Se si dovessero decidere le frontiere secondo le preferenze culinarie, si potrebbe tracciare una linea da nord verso sud lungo i gruppi montagnosi del Sankalakhiri e Titiwangsa. Questi formano l’ossatura della penisola malese che si estende dal meridione thailandese a metà Malesia, dividendo quel sottile pezzo di terra e le comunità che la abitano.

Sul lato occidentale spezie calde e peperoncini piccanti caratterizzano piatti come Khao Mok Gai, riso e pollo, e gaeng som, infuocata zuppa di pesce.

foto di Michelle Yip

Sul lato orientale, i cibi si fanno più dolci e più fermentati in piatti come khao yum, insalata di riso alle erbe, e budu, una salsa di pesce a fermentazione lunga.

In senso inverso alla divisione lungo le preferenze alimentari, la frontiera politica che fu stabilita nel 1909 tra Siam e la Malesia Britannica corre da occidente a oriente.
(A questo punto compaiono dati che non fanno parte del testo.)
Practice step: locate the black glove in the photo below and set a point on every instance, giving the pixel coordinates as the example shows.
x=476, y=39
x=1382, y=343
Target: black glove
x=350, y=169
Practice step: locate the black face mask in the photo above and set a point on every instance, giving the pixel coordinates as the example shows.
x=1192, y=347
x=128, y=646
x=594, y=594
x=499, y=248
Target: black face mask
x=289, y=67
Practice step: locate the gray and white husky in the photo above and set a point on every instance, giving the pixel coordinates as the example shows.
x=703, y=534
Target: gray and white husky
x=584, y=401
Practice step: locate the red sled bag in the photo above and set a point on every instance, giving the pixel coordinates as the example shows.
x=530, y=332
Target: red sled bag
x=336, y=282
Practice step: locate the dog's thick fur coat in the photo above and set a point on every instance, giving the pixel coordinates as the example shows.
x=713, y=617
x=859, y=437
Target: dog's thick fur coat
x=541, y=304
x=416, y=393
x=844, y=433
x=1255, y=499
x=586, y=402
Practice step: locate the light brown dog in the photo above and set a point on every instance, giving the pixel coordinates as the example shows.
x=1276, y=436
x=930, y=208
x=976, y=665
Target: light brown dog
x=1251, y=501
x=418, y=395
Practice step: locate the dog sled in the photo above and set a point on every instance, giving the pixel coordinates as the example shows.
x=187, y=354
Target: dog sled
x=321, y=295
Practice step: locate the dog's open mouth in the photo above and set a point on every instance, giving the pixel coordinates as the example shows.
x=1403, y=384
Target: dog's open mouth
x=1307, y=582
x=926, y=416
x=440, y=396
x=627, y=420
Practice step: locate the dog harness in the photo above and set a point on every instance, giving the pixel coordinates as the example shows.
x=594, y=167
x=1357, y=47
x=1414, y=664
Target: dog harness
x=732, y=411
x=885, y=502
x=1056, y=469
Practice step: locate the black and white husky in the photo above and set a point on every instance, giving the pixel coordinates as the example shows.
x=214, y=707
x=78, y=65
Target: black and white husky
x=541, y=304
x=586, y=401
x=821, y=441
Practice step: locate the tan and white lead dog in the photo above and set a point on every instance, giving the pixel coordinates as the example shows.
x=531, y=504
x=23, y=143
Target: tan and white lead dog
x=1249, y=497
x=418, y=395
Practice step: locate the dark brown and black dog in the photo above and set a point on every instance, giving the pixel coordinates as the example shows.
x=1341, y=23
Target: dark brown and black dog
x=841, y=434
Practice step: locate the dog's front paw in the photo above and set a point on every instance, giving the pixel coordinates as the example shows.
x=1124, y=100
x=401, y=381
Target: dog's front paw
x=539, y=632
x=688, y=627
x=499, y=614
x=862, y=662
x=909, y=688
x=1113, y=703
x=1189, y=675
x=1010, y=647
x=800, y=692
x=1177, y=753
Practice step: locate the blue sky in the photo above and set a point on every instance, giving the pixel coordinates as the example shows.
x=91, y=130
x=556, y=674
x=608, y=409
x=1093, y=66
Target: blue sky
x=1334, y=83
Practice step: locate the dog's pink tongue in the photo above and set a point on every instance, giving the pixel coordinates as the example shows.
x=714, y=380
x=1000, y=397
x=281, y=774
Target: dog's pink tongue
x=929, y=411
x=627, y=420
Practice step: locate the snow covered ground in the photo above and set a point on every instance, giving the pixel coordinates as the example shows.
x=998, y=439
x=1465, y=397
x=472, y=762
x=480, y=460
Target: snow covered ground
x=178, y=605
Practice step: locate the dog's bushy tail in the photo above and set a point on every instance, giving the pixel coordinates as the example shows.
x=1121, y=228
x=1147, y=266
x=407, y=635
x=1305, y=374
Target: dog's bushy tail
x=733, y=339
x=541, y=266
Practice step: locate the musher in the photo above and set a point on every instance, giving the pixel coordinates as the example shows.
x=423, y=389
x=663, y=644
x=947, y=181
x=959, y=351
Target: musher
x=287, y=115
La divisione che si snoda tra tante montagne e fiumi separa comunità fluide in varie province thai, come Satun, Songkhla, Narathiwat, Yala e Pattani, e gli stati malesi di Perlis, Kedah e Kelantan.

“Ho il passaporto thailandese come mia suocera, ma mio marito è cittadino malese. Tutti abbiamo bisogno di un passaporto per farci visita durante le festività” racconta Dawan Sarin, che gestisce il ristorante thai musulmano Dawan Thai Kitchen sull’isola malese di Langkawi che è abbastanza vicina per vedere la Thailandia anche nelle giornate nuvolose.
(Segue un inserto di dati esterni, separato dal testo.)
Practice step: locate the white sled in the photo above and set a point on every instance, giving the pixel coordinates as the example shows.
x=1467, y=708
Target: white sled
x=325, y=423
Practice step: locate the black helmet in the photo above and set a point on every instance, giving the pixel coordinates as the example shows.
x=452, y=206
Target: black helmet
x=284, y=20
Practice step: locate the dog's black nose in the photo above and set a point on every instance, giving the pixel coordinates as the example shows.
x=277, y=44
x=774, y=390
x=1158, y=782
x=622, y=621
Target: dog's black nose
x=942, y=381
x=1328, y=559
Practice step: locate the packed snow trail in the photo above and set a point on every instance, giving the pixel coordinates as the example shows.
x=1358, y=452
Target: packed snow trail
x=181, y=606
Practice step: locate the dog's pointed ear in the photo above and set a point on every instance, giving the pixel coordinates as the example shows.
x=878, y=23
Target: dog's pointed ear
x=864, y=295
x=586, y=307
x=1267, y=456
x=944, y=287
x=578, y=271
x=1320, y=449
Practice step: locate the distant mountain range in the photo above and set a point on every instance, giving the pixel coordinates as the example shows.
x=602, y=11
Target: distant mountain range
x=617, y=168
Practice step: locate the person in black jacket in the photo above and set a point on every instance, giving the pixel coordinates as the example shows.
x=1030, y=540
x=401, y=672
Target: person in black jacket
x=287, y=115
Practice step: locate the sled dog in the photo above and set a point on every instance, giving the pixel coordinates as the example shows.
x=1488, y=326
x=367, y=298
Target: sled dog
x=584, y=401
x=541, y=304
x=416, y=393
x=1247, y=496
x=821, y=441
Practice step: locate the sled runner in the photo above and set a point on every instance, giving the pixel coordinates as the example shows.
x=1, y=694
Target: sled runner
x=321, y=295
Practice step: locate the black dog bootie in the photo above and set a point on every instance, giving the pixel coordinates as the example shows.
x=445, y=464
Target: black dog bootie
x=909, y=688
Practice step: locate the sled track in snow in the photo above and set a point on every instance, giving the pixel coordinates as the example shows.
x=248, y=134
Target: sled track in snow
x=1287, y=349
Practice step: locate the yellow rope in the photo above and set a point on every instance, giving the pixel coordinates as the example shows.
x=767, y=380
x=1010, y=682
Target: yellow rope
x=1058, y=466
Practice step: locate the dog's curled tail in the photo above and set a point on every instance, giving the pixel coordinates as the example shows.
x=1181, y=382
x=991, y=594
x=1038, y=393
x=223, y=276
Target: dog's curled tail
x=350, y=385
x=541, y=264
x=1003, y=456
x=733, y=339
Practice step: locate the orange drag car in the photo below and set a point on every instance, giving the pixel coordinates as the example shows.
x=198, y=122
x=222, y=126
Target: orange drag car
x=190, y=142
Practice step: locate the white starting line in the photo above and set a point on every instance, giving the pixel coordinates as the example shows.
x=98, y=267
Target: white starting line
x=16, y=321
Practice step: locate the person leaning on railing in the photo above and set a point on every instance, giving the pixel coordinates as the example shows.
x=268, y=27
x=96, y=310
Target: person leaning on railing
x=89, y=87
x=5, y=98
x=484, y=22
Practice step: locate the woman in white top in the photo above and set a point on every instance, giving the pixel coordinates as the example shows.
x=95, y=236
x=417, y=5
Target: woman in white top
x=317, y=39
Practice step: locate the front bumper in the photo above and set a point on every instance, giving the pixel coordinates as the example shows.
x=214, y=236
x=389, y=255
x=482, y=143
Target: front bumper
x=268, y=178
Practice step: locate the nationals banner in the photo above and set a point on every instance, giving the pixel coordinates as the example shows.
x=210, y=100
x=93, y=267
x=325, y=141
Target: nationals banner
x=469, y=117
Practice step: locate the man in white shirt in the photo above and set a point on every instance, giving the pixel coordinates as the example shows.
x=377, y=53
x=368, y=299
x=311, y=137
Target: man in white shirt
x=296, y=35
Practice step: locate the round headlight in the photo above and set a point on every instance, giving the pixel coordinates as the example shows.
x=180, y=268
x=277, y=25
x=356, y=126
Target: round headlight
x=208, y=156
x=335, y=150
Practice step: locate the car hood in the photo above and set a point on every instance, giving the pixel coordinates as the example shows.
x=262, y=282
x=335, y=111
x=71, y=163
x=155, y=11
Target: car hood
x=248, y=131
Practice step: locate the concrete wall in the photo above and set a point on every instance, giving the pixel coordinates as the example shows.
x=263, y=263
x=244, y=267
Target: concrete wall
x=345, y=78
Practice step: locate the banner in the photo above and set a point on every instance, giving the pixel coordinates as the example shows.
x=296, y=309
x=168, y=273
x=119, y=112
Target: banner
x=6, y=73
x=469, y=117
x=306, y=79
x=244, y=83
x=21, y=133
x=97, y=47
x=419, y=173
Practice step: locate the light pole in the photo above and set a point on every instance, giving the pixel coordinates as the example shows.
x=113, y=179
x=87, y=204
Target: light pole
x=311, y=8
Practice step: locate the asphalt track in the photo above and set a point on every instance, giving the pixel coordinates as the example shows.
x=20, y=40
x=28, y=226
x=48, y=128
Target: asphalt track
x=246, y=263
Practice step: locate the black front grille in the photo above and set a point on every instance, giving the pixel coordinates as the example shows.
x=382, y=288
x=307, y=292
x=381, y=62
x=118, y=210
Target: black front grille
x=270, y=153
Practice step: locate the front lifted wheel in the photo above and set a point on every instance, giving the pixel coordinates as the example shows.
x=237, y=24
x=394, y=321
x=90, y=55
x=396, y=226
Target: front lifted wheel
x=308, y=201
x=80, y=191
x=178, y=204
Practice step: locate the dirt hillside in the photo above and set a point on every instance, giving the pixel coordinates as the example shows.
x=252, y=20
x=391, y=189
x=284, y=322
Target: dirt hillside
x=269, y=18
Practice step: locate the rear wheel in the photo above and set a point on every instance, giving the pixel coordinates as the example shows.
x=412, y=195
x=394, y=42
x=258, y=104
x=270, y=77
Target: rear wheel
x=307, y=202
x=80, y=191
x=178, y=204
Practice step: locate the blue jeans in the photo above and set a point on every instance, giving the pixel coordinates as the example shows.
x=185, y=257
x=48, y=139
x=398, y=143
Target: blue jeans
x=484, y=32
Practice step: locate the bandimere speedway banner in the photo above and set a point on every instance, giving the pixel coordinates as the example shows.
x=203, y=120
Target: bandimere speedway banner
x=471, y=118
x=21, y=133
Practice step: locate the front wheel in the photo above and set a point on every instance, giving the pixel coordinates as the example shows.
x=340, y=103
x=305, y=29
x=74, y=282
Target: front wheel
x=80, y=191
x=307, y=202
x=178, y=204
“Mi manca tanto la cucina di mia madre” dice con malinconia Sarin.

Lungo questa frontiera storicamente porosa, però, la vita delle persone e le dispense non si possono dividere facilmente di netto. Linguaggi differenti descrivono gli stessi piatti. Si pensi al nome thai Khao Yum e all’equivalente malese nasi kerabu per la stessa insalata di riso.
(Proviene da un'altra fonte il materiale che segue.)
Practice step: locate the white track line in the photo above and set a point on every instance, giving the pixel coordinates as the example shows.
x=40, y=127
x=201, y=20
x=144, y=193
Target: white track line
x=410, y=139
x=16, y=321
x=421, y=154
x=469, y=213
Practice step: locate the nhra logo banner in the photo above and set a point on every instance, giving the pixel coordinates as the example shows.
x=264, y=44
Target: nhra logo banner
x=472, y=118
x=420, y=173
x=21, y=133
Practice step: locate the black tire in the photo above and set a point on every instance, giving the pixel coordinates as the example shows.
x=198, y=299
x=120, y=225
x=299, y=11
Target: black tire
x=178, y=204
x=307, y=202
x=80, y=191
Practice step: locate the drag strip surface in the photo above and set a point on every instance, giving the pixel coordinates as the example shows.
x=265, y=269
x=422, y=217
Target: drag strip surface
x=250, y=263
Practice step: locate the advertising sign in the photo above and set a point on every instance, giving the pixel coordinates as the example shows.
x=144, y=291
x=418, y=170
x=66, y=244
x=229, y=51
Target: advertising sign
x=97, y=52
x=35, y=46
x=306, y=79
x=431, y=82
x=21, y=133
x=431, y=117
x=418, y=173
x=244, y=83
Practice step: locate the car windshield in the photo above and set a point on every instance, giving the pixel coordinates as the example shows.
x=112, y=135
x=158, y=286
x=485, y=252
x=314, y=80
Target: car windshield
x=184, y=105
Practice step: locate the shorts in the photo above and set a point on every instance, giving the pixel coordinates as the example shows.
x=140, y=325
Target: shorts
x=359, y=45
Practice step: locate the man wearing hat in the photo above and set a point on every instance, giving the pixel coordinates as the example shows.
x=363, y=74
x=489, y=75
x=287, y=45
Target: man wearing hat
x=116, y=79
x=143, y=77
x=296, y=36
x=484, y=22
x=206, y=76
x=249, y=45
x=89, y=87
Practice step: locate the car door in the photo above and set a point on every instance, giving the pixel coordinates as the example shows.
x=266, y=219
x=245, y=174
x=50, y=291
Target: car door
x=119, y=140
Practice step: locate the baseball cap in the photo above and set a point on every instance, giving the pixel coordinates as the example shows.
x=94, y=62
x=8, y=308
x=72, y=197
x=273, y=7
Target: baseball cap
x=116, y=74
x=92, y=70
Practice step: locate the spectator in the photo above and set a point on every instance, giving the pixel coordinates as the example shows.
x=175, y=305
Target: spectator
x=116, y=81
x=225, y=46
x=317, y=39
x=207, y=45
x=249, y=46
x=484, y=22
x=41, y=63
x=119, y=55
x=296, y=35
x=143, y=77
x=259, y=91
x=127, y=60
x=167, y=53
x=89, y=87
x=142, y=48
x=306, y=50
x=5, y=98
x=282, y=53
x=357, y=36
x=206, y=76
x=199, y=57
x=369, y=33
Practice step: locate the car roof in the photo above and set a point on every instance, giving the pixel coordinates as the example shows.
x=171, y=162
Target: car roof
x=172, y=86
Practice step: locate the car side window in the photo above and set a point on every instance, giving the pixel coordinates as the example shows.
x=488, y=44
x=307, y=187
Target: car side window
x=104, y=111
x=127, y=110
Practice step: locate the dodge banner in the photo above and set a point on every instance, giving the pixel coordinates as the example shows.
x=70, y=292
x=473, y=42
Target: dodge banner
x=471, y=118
A Langkawi i bambini del quartiere di origine thai frequentano le scuole malesi ma a casa parlano il thailandese, e sulle loro tavole abbondano il pad prik e phat phet, fritti fatti in casa in stile thai.

Al pari della comunità musulmana in Malesia e nel meridione thai, Sarin cucina alimenti Halal che mescolano versioni dei grandi piatti thailandesi come pad kaprao e pad thai con i favoriti piatti del meridione gaeng som e gamberi alla griglia. Il menu attrae una folla di gente della frontiera ma potrebbe non aver senso per qualcuno di Kuala Lumpur o di Bangkok.

Nel XX secolo con la trasformazione nazionale della Thailandia e della Malesia, entrambi i paesi hanno usato il cibo come uno strumento per stabilire l’identità nazionale moderna.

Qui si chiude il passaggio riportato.